Was used for coating. After drying the first layer at 100 ° C. for 2 minutes by the floating type drier 41, the second layer and the third layer are simultaneously coated, and a plurality of floating type drier in which the temperature is sequentially increased to 130 to 360 ° C. The copper-clad product having a thickness of 27 μm was wound up by the winding machine 5 by running 43 and the curing device 5 for 22 minutes. The taken copper clad product, that is, the flexible printed wiring board has an adhesive force of 1.8 kg / cm, a curl that is substantially flat, a heat shrinkage rate of 0.1%, and a thermal expansion coefficient of 11 × 10 ^-6 (1 /
K) was good.

〔The invention's effect〕

According to the manufacturing method of the present invention, it is possible to manufacture a high-quality flexible printed wiring board that is curl-free and has excellent heat resistance and adhesiveness with a relatively simple device and simple operation.
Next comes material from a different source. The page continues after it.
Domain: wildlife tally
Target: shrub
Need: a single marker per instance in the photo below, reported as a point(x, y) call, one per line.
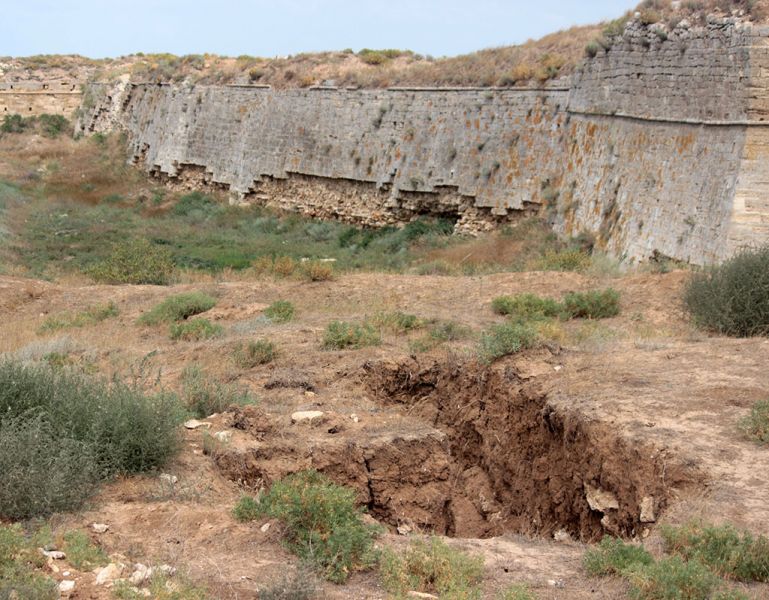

[Brief description of drawings]

1 and 2 show a flow sheet of an embodiment of the present invention. 1 ... Copper foil, 3, 8, 21, 22 ... Coater 41, 42, 43 ... Dryer, 5 ... Curing device, 6 ... Winding machine

 ─────────────────────────────────────────────────── ─── Continuation of front page (56) Reference JP-A-63-224771 (JP, A) JP-A-62-234575 (JP, A) JP-A-62-227473 (JP, A) JP-A-62- 160173 (JP, A) JP-A-61-257271 (JP, A)

Claims (5)

[Claims] 1. A flexible print characterized in that a polyimide precursor resin solution is applied onto a conductor and dried, then the next polyimide precursor resin solution is applied continuously, dried, and finally cured collectively. Wiring board manufacturing method. 2. The method for manufacturing a flexible printed wiring board according to claim 1, wherein coating and drying are performed three times or more. 3. The method for producing a flexible printed wiring board according to claim 1, wherein at least one application is performed by applying two or more kinds of polyimide precursor resin solutions in two or more layers. 4. A coating machine comprising one or more coating machines selected from the group consisting of a gravure coater, a reverse roll coater, a bar reverse roll coater, a bar coater, a doctor blade coater, a die coater and a multi-layer die coater. The method for manufacturing a flexible printed wiring board according to claim 1, which is performed by using two or more. 5. The method for producing a flexible printed wiring board according to claim 1, wherein the drying and curing are performed in a floating manner.